This invention relates in general to splices between electrical cables, and, more specifically to a splice and method of splicing for use with superconducting cables.
Electrical cables, being finite in length, often need to be spliced together to form a very long, electrically continuous, cable. With the usual materials, such as copper or aluminum, used at ambient temperatures, the two cables are generally simply mechanically fastened together or soldered together. Typical of the prior art techniques for joining two conductors together are the crimp rings disclosed by Bennett in U.S. Pat. No. 3,231,964, and soldering as described by McIntosh et al in U.S. Pat. No. 3,517,150.
Superconducting cables, however, have physical characteristics making such simple splicing techniques either unworkable or difficult. Superconductors are materials, often metals or ceramics, that lose all resistance when cooled below a critical temperature. Many materials have superconducting capabilities, although most only superconduct at temperatures approaching 0.degree. K. The most practical for use in superconducting magnets and the like are those that superconduct at or near the boiling temperature of liquid helium; typically, Nb-Zr and Nb-Ti alloys and the compound Nb.sub.3 Sn. The most common method of splicing such superconductors has been the lap splice, where the cable ends are overlapped and soldered together. Such soldered splices exhibit relatively high resistance which can lead to excessive local heating, to the point where the spliced superconductors are raised above the critical superconducting temperature and cease to superconduct.

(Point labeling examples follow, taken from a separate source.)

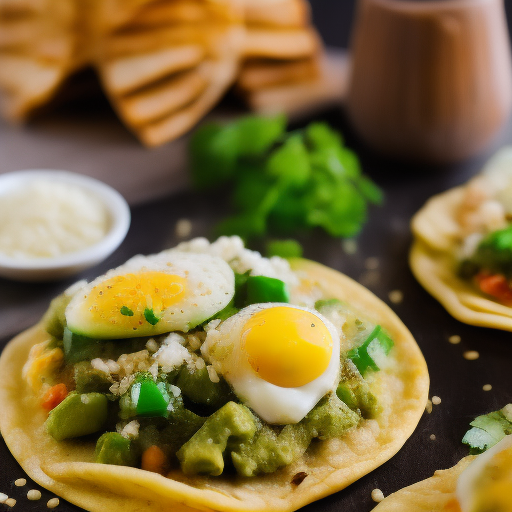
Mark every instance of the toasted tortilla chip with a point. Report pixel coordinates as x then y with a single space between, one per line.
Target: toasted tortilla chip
430 495
259 74
277 13
433 262
67 468
304 97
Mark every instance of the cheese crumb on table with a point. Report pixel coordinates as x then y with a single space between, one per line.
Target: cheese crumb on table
377 495
471 355
54 502
34 495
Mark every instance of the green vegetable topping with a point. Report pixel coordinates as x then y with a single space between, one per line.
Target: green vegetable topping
150 316
266 289
224 430
364 355
126 311
488 430
288 181
284 248
113 448
150 398
78 415
494 254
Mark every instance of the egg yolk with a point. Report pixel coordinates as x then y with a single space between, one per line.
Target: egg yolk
287 347
134 300
493 490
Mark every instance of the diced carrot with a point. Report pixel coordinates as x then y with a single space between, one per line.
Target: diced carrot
495 285
54 396
154 459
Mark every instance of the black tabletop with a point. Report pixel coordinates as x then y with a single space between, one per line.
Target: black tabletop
457 381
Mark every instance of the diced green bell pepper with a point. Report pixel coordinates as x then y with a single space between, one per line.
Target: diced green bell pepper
113 448
362 355
78 415
266 289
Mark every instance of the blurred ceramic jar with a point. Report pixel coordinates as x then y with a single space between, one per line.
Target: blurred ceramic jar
430 80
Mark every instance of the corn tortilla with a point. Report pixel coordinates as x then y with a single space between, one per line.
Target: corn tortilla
67 468
432 260
430 495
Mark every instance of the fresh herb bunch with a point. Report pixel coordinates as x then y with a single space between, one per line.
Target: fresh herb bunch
489 429
286 181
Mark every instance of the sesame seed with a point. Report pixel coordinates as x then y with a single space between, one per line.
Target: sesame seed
34 495
371 263
396 296
377 495
54 502
455 339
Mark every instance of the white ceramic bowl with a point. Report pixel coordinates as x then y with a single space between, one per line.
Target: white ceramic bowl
47 269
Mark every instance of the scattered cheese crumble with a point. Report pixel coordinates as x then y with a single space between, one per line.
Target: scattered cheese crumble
377 495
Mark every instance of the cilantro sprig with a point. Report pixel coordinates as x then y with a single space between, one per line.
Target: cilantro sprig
488 430
289 181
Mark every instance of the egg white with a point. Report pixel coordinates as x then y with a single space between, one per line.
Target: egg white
467 482
210 286
274 404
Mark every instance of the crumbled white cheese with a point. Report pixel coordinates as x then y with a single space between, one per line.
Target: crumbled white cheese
46 219
231 249
130 430
172 353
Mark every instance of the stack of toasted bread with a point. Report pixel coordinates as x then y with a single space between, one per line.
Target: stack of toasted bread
163 63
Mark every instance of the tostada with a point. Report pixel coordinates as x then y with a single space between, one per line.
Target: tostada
208 377
476 484
462 253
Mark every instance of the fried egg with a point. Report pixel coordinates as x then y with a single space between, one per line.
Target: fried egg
151 295
280 359
486 484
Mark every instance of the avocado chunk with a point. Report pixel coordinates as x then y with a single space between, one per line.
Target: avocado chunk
270 450
355 391
78 415
113 448
225 429
197 386
89 380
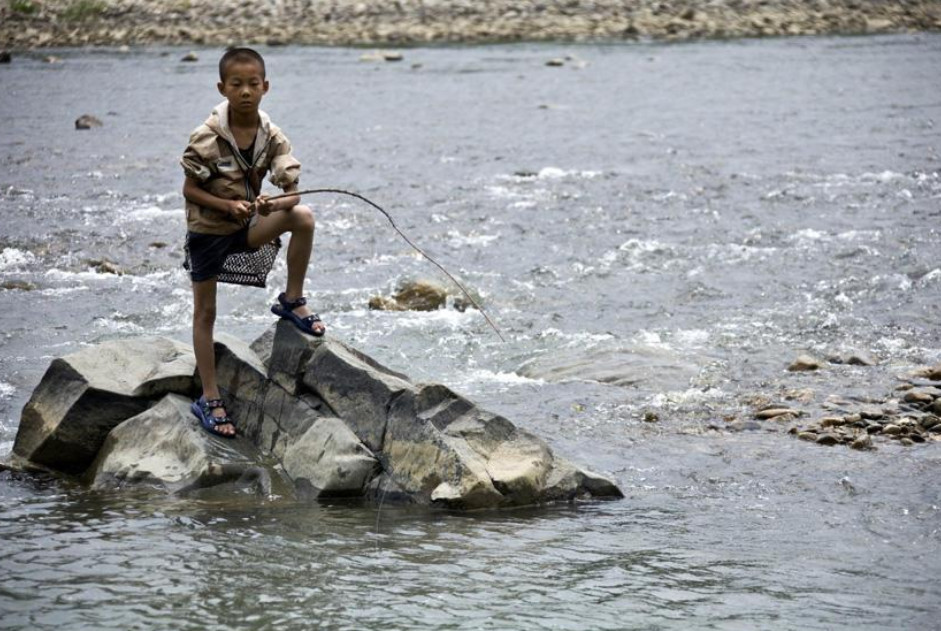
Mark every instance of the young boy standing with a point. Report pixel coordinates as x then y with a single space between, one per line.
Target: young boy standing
224 164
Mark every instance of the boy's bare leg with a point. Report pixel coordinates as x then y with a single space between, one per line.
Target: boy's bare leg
299 221
204 319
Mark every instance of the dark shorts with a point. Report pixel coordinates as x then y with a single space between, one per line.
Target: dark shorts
207 252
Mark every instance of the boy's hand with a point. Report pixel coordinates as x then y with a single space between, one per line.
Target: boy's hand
239 208
263 206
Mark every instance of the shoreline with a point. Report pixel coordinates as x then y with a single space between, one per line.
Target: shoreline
31 24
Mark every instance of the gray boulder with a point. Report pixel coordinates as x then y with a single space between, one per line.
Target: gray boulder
316 419
85 395
165 448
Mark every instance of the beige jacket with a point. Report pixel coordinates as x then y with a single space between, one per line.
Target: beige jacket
213 160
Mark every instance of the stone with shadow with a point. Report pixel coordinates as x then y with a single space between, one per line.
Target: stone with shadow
316 417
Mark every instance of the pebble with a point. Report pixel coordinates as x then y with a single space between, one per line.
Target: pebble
828 439
872 413
863 442
853 359
804 363
775 412
930 422
918 395
16 284
87 121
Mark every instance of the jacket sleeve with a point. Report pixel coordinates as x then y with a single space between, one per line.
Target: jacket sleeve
200 154
285 168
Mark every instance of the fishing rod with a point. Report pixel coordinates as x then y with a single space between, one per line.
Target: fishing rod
314 191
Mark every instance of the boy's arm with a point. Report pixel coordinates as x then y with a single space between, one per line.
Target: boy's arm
265 207
192 192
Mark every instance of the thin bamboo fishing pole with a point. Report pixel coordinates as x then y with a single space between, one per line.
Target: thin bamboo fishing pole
338 191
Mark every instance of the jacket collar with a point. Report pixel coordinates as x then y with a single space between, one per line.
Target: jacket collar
218 122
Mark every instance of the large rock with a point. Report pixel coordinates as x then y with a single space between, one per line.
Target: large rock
329 461
164 447
330 419
356 387
85 395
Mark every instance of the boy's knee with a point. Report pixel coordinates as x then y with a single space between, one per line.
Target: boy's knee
303 217
204 315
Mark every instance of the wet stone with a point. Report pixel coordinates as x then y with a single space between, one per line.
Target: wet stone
87 121
17 284
862 442
828 439
920 395
929 422
804 363
771 413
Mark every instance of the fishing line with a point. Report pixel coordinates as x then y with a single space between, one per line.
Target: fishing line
338 191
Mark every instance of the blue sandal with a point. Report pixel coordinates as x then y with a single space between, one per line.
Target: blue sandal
202 409
285 309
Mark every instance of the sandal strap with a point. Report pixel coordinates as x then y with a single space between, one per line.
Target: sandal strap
213 404
291 305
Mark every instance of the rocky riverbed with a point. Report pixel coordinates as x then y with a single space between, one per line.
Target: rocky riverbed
26 24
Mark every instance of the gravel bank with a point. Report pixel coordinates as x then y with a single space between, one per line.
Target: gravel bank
26 24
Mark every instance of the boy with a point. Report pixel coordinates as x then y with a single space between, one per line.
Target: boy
224 164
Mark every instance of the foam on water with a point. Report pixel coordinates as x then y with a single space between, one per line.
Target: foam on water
150 213
13 259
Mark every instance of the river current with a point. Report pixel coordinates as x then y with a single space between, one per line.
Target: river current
658 230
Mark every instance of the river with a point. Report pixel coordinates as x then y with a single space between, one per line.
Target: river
657 229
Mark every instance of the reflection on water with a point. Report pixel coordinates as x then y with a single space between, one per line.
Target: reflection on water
658 234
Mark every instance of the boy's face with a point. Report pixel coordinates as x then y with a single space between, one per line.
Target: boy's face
243 86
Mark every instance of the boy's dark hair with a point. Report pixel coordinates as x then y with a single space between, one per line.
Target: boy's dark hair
240 55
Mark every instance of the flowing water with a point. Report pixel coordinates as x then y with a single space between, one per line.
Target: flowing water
657 229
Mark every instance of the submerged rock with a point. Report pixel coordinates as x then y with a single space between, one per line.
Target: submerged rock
315 416
412 296
87 121
804 363
164 448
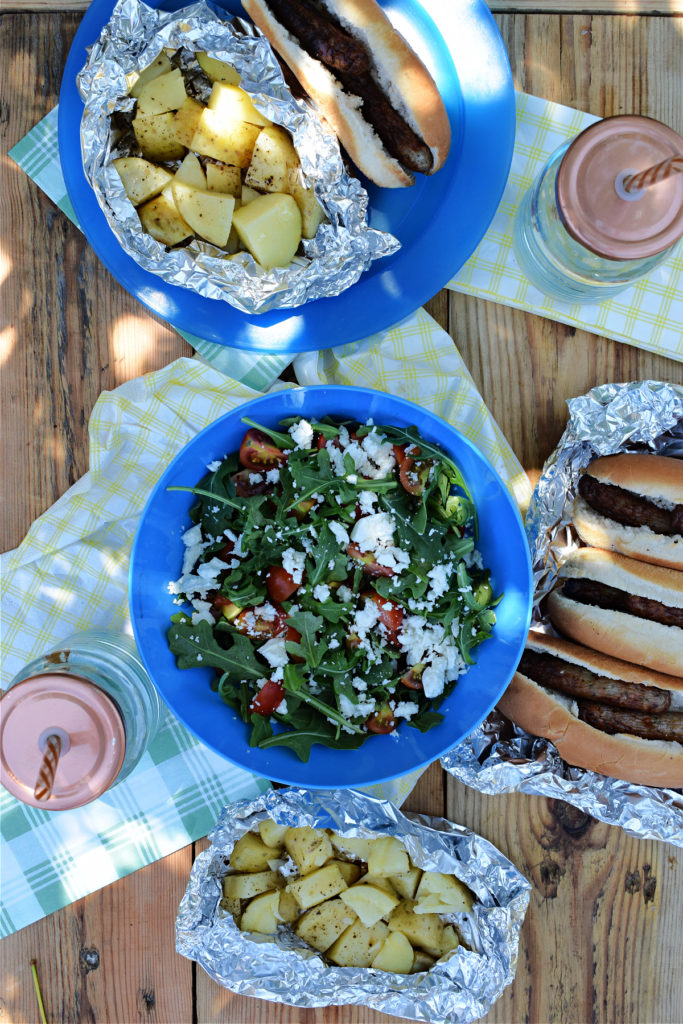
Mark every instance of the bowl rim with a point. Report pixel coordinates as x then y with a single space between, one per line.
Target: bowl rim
238 413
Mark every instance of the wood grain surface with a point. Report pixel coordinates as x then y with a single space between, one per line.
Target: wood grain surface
602 940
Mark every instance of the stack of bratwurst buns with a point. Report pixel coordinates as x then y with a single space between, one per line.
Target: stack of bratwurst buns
612 700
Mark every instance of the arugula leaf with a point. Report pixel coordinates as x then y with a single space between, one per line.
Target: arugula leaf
196 646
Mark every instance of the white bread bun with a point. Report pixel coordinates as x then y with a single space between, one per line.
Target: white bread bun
617 633
653 477
544 713
396 68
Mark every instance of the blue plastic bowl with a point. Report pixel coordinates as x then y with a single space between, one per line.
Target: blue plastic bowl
157 558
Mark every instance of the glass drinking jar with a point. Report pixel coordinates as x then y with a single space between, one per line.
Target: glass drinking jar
93 694
580 236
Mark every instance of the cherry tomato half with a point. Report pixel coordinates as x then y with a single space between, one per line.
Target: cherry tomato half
391 614
260 624
268 697
370 564
382 721
280 584
257 452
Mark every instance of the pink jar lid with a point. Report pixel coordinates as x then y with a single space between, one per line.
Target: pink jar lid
87 721
591 202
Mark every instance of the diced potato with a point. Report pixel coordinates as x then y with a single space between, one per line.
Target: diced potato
350 872
395 954
370 903
159 67
271 834
260 914
229 141
288 909
450 940
226 179
270 228
190 172
352 846
235 103
453 894
308 848
422 962
272 162
317 886
210 214
217 71
312 213
162 220
185 120
387 856
424 930
141 179
246 886
249 194
167 92
323 925
407 883
155 137
358 945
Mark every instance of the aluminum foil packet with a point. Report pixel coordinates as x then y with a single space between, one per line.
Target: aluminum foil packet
342 249
284 969
499 757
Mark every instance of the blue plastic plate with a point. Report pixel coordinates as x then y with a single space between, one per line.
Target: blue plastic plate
439 221
157 558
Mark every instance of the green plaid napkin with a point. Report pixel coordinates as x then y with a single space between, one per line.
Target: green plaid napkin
649 314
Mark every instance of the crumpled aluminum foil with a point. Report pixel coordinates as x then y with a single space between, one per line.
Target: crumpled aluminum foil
341 251
286 970
499 757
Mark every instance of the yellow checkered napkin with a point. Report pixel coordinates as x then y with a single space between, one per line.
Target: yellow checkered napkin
71 573
649 314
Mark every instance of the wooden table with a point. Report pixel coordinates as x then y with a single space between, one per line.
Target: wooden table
602 940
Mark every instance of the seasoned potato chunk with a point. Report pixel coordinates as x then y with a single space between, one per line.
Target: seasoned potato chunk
141 179
166 92
271 834
358 945
370 903
395 954
424 930
162 220
250 854
246 886
233 102
260 914
270 228
323 925
308 848
228 141
387 856
317 886
155 137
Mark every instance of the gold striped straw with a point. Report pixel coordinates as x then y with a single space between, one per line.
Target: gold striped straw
45 779
653 175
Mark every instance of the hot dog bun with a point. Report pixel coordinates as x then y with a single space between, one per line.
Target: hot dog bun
545 713
393 66
621 633
619 520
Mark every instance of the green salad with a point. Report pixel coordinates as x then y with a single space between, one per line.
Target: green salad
334 583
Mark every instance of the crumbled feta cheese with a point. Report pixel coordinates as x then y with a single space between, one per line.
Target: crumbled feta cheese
274 652
340 534
302 434
293 562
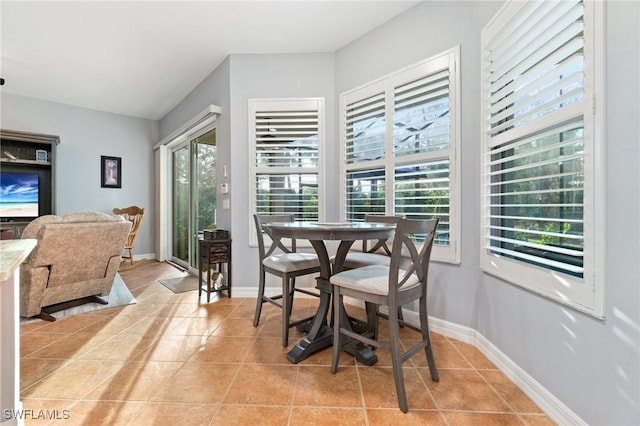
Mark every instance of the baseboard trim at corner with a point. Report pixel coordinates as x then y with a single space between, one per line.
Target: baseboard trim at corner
552 406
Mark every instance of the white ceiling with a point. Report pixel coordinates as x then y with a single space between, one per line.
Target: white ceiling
142 58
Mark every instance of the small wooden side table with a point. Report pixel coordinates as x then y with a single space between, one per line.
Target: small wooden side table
218 253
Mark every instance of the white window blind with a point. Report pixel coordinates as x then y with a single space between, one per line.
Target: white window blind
539 178
286 139
399 137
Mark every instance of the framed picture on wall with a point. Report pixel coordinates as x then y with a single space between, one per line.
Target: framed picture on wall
110 172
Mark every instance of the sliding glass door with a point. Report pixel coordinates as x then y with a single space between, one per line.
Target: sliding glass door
193 195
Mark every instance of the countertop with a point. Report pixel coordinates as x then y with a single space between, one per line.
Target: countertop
12 254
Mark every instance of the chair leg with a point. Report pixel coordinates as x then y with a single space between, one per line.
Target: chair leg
424 328
335 354
372 319
259 300
396 362
292 290
286 309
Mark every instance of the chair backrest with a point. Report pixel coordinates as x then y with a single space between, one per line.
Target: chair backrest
381 246
406 247
133 214
276 242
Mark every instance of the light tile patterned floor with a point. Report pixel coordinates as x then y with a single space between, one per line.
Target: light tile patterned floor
169 360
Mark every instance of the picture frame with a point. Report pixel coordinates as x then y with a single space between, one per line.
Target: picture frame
110 172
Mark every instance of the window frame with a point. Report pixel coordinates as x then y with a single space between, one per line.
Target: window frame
284 104
451 60
586 294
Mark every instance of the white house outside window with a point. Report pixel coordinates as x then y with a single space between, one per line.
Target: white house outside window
286 141
542 166
399 140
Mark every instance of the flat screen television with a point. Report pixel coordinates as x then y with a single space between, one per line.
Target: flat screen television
19 195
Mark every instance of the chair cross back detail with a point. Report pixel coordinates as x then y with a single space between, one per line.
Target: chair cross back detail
402 281
133 214
285 263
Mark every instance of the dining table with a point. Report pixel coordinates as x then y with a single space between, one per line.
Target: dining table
320 333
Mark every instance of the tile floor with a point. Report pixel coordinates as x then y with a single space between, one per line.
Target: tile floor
169 360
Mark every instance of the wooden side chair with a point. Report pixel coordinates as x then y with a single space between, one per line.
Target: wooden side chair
285 263
377 254
393 286
133 214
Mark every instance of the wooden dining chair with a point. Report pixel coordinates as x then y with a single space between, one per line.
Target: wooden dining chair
133 214
286 263
392 286
374 253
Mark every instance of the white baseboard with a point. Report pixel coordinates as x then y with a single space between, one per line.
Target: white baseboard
552 406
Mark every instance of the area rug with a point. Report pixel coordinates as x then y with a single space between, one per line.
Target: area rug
180 284
119 296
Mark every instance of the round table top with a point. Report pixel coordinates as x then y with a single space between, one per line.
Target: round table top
332 230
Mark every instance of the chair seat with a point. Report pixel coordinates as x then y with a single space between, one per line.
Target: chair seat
288 262
371 279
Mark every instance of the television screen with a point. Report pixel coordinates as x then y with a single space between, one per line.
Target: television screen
18 194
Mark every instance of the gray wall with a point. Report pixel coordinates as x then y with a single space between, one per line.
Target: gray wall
253 76
215 89
85 135
592 366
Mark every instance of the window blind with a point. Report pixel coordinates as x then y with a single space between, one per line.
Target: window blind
421 115
365 129
286 145
536 182
399 143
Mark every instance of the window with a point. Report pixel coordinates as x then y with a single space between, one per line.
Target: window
542 161
286 141
399 141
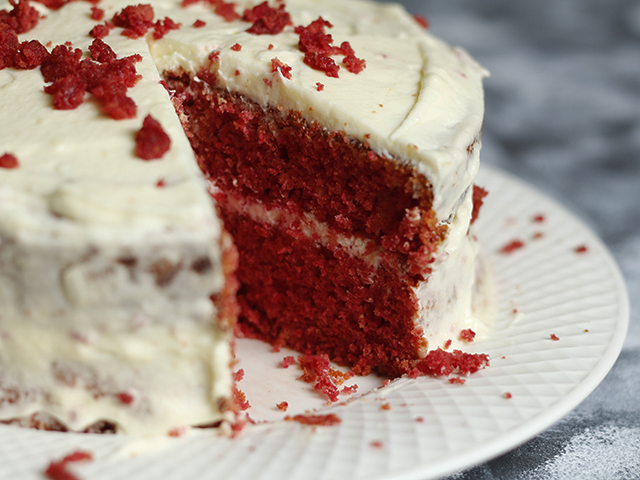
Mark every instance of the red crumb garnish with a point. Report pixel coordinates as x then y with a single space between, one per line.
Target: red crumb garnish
136 20
326 420
267 20
350 390
458 380
97 14
285 69
478 199
162 27
152 142
125 398
467 335
422 21
287 361
9 161
512 246
57 470
440 363
21 18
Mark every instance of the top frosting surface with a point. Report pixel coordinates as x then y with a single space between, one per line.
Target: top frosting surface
417 99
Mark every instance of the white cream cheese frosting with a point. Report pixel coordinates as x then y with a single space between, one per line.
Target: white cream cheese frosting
96 261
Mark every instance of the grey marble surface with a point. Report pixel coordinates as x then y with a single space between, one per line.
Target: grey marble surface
563 113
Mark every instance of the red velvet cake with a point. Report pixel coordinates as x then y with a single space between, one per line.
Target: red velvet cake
340 142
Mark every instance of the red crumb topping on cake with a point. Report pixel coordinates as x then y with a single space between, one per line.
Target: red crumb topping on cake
326 420
97 14
57 470
284 69
512 246
422 21
152 142
287 361
478 199
21 18
467 335
136 20
266 20
162 27
318 46
8 161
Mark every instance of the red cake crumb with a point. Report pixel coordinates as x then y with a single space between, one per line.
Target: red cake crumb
97 14
152 142
21 18
267 20
349 390
467 335
125 398
136 20
458 380
287 361
422 21
327 420
512 246
162 27
285 69
57 470
9 161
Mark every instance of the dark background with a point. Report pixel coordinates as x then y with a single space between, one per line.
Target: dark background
563 113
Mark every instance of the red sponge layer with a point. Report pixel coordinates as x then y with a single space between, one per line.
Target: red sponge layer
316 299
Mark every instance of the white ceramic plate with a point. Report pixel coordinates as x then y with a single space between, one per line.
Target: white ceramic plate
433 428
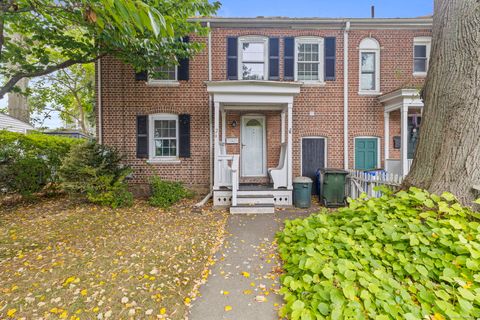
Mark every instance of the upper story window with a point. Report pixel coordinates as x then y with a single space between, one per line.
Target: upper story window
421 54
309 59
164 136
253 57
369 66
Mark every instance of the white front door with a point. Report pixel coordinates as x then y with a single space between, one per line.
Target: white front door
253 146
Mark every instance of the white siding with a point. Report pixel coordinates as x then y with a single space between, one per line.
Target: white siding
14 125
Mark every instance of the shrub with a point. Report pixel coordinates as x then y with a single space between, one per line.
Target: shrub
97 172
409 255
29 163
166 193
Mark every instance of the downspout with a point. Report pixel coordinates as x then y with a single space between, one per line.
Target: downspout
210 121
99 99
345 96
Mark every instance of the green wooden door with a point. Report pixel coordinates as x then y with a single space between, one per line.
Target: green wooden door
366 153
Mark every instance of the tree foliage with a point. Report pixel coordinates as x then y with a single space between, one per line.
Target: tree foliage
409 255
70 92
144 33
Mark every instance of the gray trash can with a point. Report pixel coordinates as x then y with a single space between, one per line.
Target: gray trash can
302 192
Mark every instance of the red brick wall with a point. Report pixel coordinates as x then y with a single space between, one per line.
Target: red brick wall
123 98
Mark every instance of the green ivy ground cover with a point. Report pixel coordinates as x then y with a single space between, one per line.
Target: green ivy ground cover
410 255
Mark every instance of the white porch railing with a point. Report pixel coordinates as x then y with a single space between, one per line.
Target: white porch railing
364 182
235 178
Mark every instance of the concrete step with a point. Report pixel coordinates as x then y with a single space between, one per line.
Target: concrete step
252 209
255 199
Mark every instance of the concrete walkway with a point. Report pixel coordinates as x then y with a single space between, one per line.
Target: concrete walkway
245 279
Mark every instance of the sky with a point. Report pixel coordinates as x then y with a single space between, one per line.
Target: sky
326 8
312 8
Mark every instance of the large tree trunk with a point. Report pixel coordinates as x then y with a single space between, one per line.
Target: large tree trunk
448 153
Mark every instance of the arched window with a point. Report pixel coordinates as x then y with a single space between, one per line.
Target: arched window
369 66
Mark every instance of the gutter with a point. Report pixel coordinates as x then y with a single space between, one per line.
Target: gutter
99 99
210 122
345 96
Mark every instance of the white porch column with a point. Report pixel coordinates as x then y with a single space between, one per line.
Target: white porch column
216 144
224 126
404 138
290 145
386 136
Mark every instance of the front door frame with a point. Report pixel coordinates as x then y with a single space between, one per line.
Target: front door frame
243 121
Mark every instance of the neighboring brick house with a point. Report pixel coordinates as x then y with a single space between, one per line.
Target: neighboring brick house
269 99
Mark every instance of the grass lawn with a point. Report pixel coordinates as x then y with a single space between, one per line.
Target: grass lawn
61 259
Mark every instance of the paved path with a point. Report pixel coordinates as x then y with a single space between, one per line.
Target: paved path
245 277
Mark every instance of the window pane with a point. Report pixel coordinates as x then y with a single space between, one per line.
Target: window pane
420 51
368 81
420 65
165 73
253 51
253 71
368 62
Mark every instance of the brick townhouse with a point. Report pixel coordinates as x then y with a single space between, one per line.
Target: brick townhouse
267 100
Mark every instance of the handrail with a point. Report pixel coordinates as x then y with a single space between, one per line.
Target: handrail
235 178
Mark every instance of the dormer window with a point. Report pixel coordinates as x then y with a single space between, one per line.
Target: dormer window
253 57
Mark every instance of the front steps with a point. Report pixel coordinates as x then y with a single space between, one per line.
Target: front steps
250 203
253 200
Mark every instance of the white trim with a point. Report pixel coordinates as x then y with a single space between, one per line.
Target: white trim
264 142
151 146
321 60
325 151
427 42
253 39
164 82
369 45
379 141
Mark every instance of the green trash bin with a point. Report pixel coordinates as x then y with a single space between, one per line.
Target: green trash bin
302 192
332 187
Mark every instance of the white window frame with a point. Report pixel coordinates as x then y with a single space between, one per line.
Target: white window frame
164 82
422 41
257 39
321 57
151 134
369 45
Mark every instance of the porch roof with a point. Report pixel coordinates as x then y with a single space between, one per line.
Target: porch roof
401 97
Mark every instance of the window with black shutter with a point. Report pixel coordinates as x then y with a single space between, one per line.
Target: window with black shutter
142 136
330 50
232 58
289 59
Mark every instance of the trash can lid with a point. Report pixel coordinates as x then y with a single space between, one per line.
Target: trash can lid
302 180
333 170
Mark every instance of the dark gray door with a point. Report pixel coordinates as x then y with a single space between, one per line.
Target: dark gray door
313 158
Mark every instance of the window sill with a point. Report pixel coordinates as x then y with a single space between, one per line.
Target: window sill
420 74
161 83
369 93
313 83
164 161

A number of different methods have been developed in order to connect ends of superconductor cables without interposing a high resistance material, such as solder, between them. Where the cable has multiple strands, simply overlapping the strands of each cable and crimping them together has been proposed by Wada et al. in U.S. Pat. No. 4,794,688. However, this is not effective with bar or other single strand superconductor cables and provides only a mechanical joint which may have insufficient strength for some applications and leaves the superconductor subject to corrosion.
Multi-filament cable ends have been joined by intertwining the superconductor filaments, heating to a diffusion temperature then crimping a sleeve over the connection as described by Smathers in U.S. Pat. No. 5,111,574. This is a complex process which may degrade the superconducting properties and would be difficult to consistently accomplish outside of a laboratory environment.
Jones, in U.S. Pat. No. 4,631,808 places two cable ends in parallel, crimps a sleeve of superconducting material over the ends, then embeds the entire assembly in a conductor. This method, however, is not suitable for a continuous cable to be wound into a coil or the like.
Thus, there is a continuing need for a simple but effective method of splicing ends of superconducting cables together to form a longer cable suitable for winding into magnet coils and the like, where high resistance splices, with the attendant undesirable heating, are avoided and where the splice can be easily made in a factory environment.